Whilst Theresa May has stated that a ‘running commentary’ on the Brexit negotiations will not be provided, there have been several updates from Westminster regarding the UK’s proposed withdrawal from the EU.

Firstly, David Davis MP, the Secretary of State for Exiting the EU, made a ministerial statement stating that the government was committed to withdrawing from the EU and would not try to “stay in the EU by the back door”. He confirmed that the Government will try to build a national consensus around its approach to Brexit, consulting as many stakeholders as possible, and will take time to get the negotiations right, despite pressure from Donald Tusk and other European politicians to trigger Article 50 TEU as soon as possible.

During questions afterwards, Davis stated that, for as long as the UK remains a member of the EU, it will continue to meet all obligations relating to the Unified Patent Court.
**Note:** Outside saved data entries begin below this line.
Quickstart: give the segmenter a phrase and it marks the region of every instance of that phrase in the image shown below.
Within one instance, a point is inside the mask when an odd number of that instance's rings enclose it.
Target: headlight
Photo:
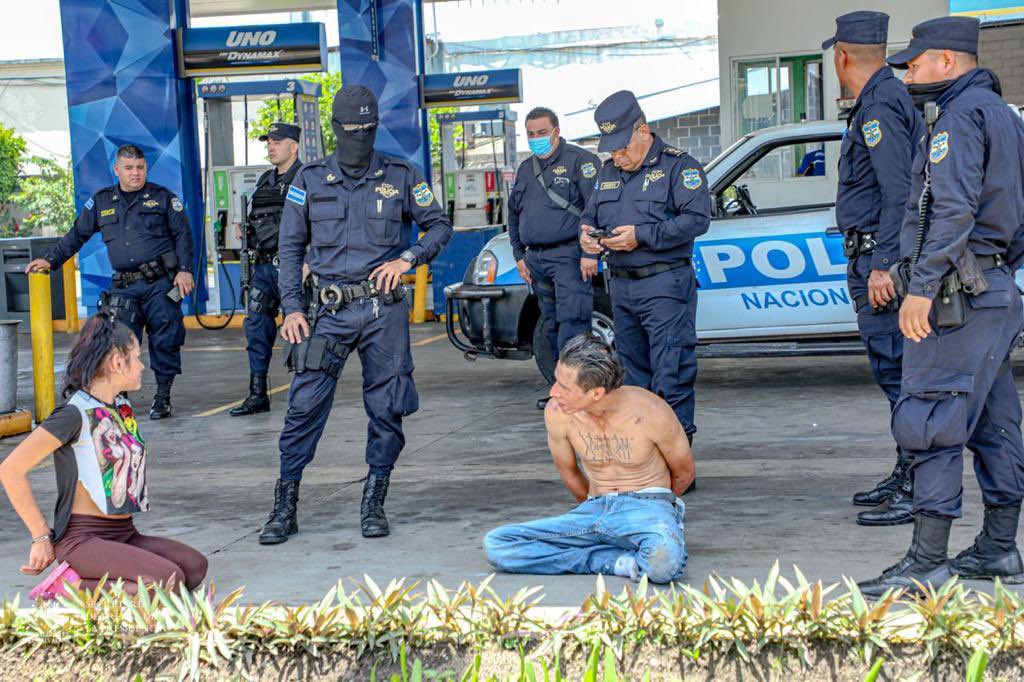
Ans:
[[[473,268],[473,284],[494,284],[498,276],[498,257],[492,251],[481,251]]]

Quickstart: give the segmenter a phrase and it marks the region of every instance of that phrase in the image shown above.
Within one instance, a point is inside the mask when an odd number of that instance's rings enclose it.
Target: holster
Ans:
[[[907,297],[907,291],[910,289],[910,261],[904,259],[894,263],[889,268],[889,276],[892,277],[896,298],[902,301]]]
[[[970,249],[964,249],[956,259],[956,275],[960,278],[960,287],[968,295],[977,296],[988,291],[988,278],[978,257]]]
[[[348,346],[319,334],[311,334],[300,343],[284,342],[284,364],[296,374],[320,370],[337,379],[348,354]]]
[[[138,301],[127,296],[112,294],[109,291],[100,292],[97,307],[101,313],[112,315],[127,324],[135,324],[142,319],[142,306]]]
[[[959,274],[952,272],[942,278],[933,306],[935,324],[943,329],[954,329],[967,320],[967,294]]]

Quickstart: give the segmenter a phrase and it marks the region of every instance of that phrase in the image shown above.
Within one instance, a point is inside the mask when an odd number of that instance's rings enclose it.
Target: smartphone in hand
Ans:
[[[175,303],[181,303],[181,289],[178,287],[171,287],[171,290],[167,292],[167,298],[171,299]]]

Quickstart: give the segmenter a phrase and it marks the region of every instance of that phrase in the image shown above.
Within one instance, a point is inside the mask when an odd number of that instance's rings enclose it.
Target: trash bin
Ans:
[[[28,275],[25,266],[42,258],[60,237],[14,237],[0,239],[0,318],[28,323]],[[53,319],[64,317],[64,275],[50,273]]]
[[[21,320],[0,320],[0,414],[17,407],[19,324]]]

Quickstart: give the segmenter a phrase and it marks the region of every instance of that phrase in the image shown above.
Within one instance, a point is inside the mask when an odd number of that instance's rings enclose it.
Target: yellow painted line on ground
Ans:
[[[290,385],[291,384],[285,384],[283,386],[278,386],[277,388],[272,388],[269,391],[267,391],[267,395],[274,395],[275,393],[280,393],[281,391],[287,391],[288,387]],[[200,412],[196,416],[197,417],[212,417],[215,414],[220,414],[221,412],[227,412],[232,407],[235,407],[236,405],[241,405],[243,402],[245,402],[245,401],[244,400],[236,400],[233,403],[228,403],[227,405],[221,405],[220,407],[215,407],[212,410],[207,410],[206,412]]]
[[[447,338],[448,338],[448,334],[438,334],[437,336],[429,336],[429,337],[427,337],[425,339],[420,339],[419,341],[417,341],[416,343],[414,343],[412,345],[414,345],[414,346],[425,346],[428,343],[434,343],[435,341],[440,341],[441,339],[447,339]]]
[[[199,348],[189,348],[188,346],[182,346],[182,353],[206,353],[209,351],[241,351],[248,350],[245,346],[205,346]],[[274,346],[274,350],[281,350],[281,346]]]

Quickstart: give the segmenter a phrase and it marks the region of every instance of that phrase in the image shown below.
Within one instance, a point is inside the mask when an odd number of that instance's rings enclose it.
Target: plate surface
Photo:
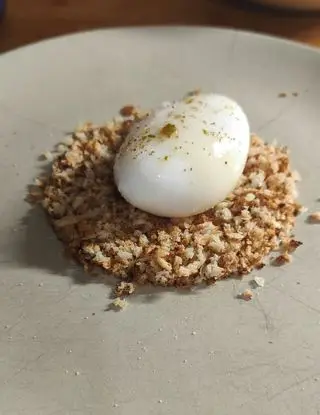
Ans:
[[[70,270],[23,200],[38,155],[79,122],[201,87],[290,147],[301,201],[320,210],[319,74],[317,50],[197,27],[83,33],[0,57],[1,414],[320,413],[319,226],[299,218],[304,245],[292,264],[261,271],[252,302],[235,299],[246,278],[184,295],[147,289],[115,313],[104,311],[110,287]]]

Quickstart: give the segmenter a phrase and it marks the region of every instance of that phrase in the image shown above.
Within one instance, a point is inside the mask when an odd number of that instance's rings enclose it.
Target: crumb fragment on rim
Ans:
[[[313,212],[308,216],[309,223],[320,223],[320,212]]]
[[[250,301],[253,298],[253,292],[249,289],[244,290],[241,294],[238,295],[240,300]]]
[[[119,311],[124,310],[127,305],[128,302],[125,298],[117,297],[112,301],[112,306]]]
[[[289,264],[292,261],[292,256],[285,252],[284,254],[278,255],[272,262],[275,266],[282,266]]]
[[[292,254],[293,252],[295,252],[299,246],[303,245],[303,242],[301,241],[297,241],[295,239],[289,239],[288,242],[285,242],[283,244],[283,251],[287,252],[288,254]]]
[[[43,158],[44,160],[47,160],[47,161],[52,161],[52,160],[54,159],[54,155],[52,154],[52,152],[51,152],[51,151],[45,151],[45,152],[42,154],[42,158]]]
[[[127,297],[133,294],[134,291],[135,286],[132,282],[120,281],[114,289],[114,295],[115,297]]]

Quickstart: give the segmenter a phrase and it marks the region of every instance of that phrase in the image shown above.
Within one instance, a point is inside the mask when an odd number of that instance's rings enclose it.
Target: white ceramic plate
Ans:
[[[250,303],[235,299],[247,278],[189,295],[145,290],[114,313],[110,287],[80,269],[71,278],[23,200],[37,156],[78,122],[201,87],[290,146],[301,201],[320,210],[319,79],[317,50],[210,28],[97,31],[0,58],[1,414],[320,413],[319,226],[299,219],[304,245],[291,265],[261,271]]]

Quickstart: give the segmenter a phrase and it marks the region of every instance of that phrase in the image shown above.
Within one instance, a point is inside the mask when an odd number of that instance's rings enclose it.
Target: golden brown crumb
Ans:
[[[285,92],[280,92],[279,94],[278,94],[278,97],[279,98],[285,98],[287,96],[287,94],[285,93]]]
[[[260,264],[257,264],[256,266],[255,266],[255,268],[256,269],[262,269],[262,268],[264,268],[266,266],[266,264],[264,263],[264,262],[261,262]]]
[[[144,116],[133,112],[136,120]],[[133,284],[213,284],[261,268],[288,240],[301,207],[286,148],[252,136],[244,173],[227,199],[193,217],[160,218],[128,204],[114,184],[114,158],[132,122],[79,128],[39,193],[56,234],[84,267]],[[128,285],[120,287],[125,295]]]
[[[130,117],[134,113],[135,113],[135,107],[133,105],[126,105],[126,106],[122,107],[121,110],[120,110],[120,114],[123,117]]]
[[[135,286],[131,282],[121,281],[117,284],[114,294],[116,297],[126,297],[135,291]]]
[[[291,262],[291,260],[292,260],[291,255],[285,252],[284,254],[281,254],[274,259],[273,265],[282,266],[282,265],[288,264],[289,262]]]
[[[313,212],[308,216],[310,223],[320,223],[320,212]]]
[[[42,182],[40,186],[40,182],[38,179],[35,180],[35,184],[29,186],[28,194],[26,196],[26,201],[31,205],[35,205],[37,203],[41,203],[43,200],[43,189],[42,189]]]
[[[296,241],[295,239],[290,239],[289,242],[284,245],[284,250],[288,254],[292,254],[301,245],[302,245],[301,241]]]
[[[299,93],[298,93],[298,92],[292,92],[292,95],[293,95],[294,97],[298,97],[298,96],[299,96]]]
[[[244,290],[243,293],[239,294],[239,298],[244,301],[252,300],[253,292],[251,290]]]

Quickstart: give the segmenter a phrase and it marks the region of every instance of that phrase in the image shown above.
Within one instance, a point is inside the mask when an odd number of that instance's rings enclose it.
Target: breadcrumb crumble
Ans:
[[[68,136],[50,175],[28,195],[86,270],[98,266],[122,280],[115,307],[125,307],[123,297],[135,284],[188,287],[248,274],[285,244],[276,261],[289,261],[301,244],[290,238],[302,207],[286,147],[253,135],[245,170],[229,197],[203,214],[160,218],[131,206],[115,186],[115,155],[131,125],[145,115],[131,105],[120,113],[106,125],[86,123]]]
[[[253,292],[251,290],[245,290],[243,293],[239,294],[238,298],[244,301],[250,301],[253,298]]]
[[[320,212],[313,212],[308,216],[310,223],[320,223]]]

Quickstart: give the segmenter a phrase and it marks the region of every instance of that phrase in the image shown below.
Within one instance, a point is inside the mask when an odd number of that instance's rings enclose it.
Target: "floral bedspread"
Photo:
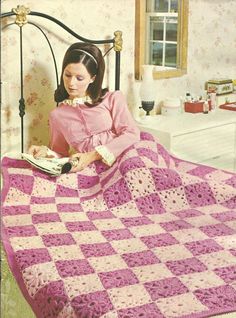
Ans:
[[[107,168],[50,177],[3,158],[2,240],[39,318],[236,311],[236,174],[147,133]]]

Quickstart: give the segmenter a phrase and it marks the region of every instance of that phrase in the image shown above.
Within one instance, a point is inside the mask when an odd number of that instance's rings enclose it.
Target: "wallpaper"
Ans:
[[[2,12],[23,4],[32,11],[53,16],[88,39],[112,38],[114,31],[123,32],[121,54],[121,90],[127,97],[133,114],[139,112],[138,84],[134,80],[135,0],[41,0],[1,1]],[[179,97],[187,91],[201,94],[208,79],[236,78],[236,1],[189,0],[188,71],[173,79],[156,80],[156,111],[166,97]],[[77,39],[60,27],[40,17],[29,17],[42,26],[52,43],[58,72],[65,50]],[[7,18],[6,23],[14,19]],[[55,69],[45,37],[33,25],[24,27],[23,82],[25,99],[24,150],[30,144],[48,144],[48,114],[56,107],[53,100],[56,88]],[[19,27],[15,24],[3,29],[2,50],[2,155],[20,151],[19,99]],[[103,51],[107,47],[100,47]],[[114,51],[106,57],[104,86],[114,89]]]

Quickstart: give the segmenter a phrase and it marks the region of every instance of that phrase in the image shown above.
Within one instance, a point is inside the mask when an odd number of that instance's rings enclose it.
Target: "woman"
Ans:
[[[140,140],[140,131],[120,91],[102,89],[105,62],[99,48],[75,43],[67,50],[60,85],[59,103],[49,116],[50,145],[33,145],[34,157],[67,157],[70,148],[73,172],[102,160],[111,166],[129,146]]]

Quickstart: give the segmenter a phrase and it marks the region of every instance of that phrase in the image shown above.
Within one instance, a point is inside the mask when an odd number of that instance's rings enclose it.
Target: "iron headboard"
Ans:
[[[19,99],[19,116],[21,120],[21,152],[24,152],[24,115],[25,115],[25,99],[24,99],[24,82],[23,82],[23,26],[25,24],[31,24],[34,27],[36,27],[45,37],[51,54],[53,58],[53,63],[55,67],[55,74],[56,74],[56,83],[57,86],[59,85],[59,79],[58,79],[58,70],[57,70],[57,64],[56,64],[56,58],[54,55],[54,51],[52,48],[52,45],[46,35],[46,33],[43,31],[43,29],[35,24],[34,22],[28,21],[28,16],[38,16],[42,17],[48,20],[51,20],[52,22],[59,25],[61,28],[63,28],[65,31],[67,31],[69,34],[74,36],[76,39],[80,40],[81,42],[89,42],[93,44],[112,44],[112,47],[107,50],[107,52],[104,54],[106,55],[112,48],[115,51],[115,90],[119,90],[120,88],[120,53],[122,50],[122,32],[121,31],[115,31],[114,32],[114,38],[106,39],[106,40],[91,40],[82,37],[81,35],[74,32],[72,29],[70,29],[68,26],[66,26],[64,23],[59,21],[58,19],[51,17],[45,13],[36,12],[36,11],[30,11],[29,8],[18,5],[17,8],[13,8],[10,12],[5,12],[0,15],[1,20],[7,17],[15,16],[15,22],[11,22],[9,24],[6,24],[3,26],[2,30],[6,27],[17,24],[19,26],[19,35],[20,35],[20,99]]]

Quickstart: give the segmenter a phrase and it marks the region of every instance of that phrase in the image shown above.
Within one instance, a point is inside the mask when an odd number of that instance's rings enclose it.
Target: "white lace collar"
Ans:
[[[85,103],[92,104],[92,100],[89,96],[64,99],[60,104],[66,104],[72,107],[76,107],[78,105],[84,105]]]

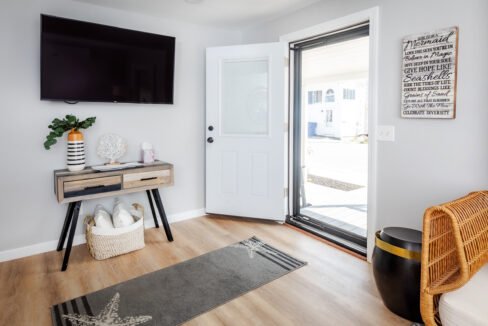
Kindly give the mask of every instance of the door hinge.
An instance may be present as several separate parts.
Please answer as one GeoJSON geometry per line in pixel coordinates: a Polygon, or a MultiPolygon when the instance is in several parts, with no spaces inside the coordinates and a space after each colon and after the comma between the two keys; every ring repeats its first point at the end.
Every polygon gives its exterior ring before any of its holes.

Controversially, he also said it was “very improbable” that the UK would remain in the single market, a statement that Theresa May distanced herself from, stating that it was not Government policy but rather Davis’ opinion.

The Secretary of State for International Trade, Liam Fox MP, also received his first oral questions, during which he set out his department’s responsibilities, which include promoting exports of UK goods and services and delivering the best international trading framework outside the EU, announcing a new UK-India Trade Working Group to look at opportunities post-Brexit.

Additionally, the Lord Chancellor, Liz Truss MP, gave evidence to the Justice Select Committee, stating that she was working closely with the Department for Exiting the EU and the Department for International Trade on the issue of Brexit and would support a piece of work by the committee looking at issues affecting the Ministry of Justice post-Brexit.

During Parliamentary Questions, the Home Secretary, Amber Rudd MP, received questions regarding the Schengen Information System and European Arrest Warrant. It was confirmed that the government will continue to cooperate with their EU counterparts on these matters whilst the UK remains a member of the EU and is exploring options for future cooperation following Brexit. It was also outlined that the government would like to maintain the UK’s membership of Europol.

Finally, the Chancellor of the Exchequer, Philip Hammond MP, met with the European Financial Services Chairman’s Advisory Committee regarding the financial services industry. Afterwards, he stated that he is “determined to listen to what the industry has to say on key issues, like access to the single market” and signaled that ‘highly skilled’ workers, including bankers, should be exempt from any curbs to the free movement of people. Hammond will be holding further meetings with a variety of sectors in the coming months.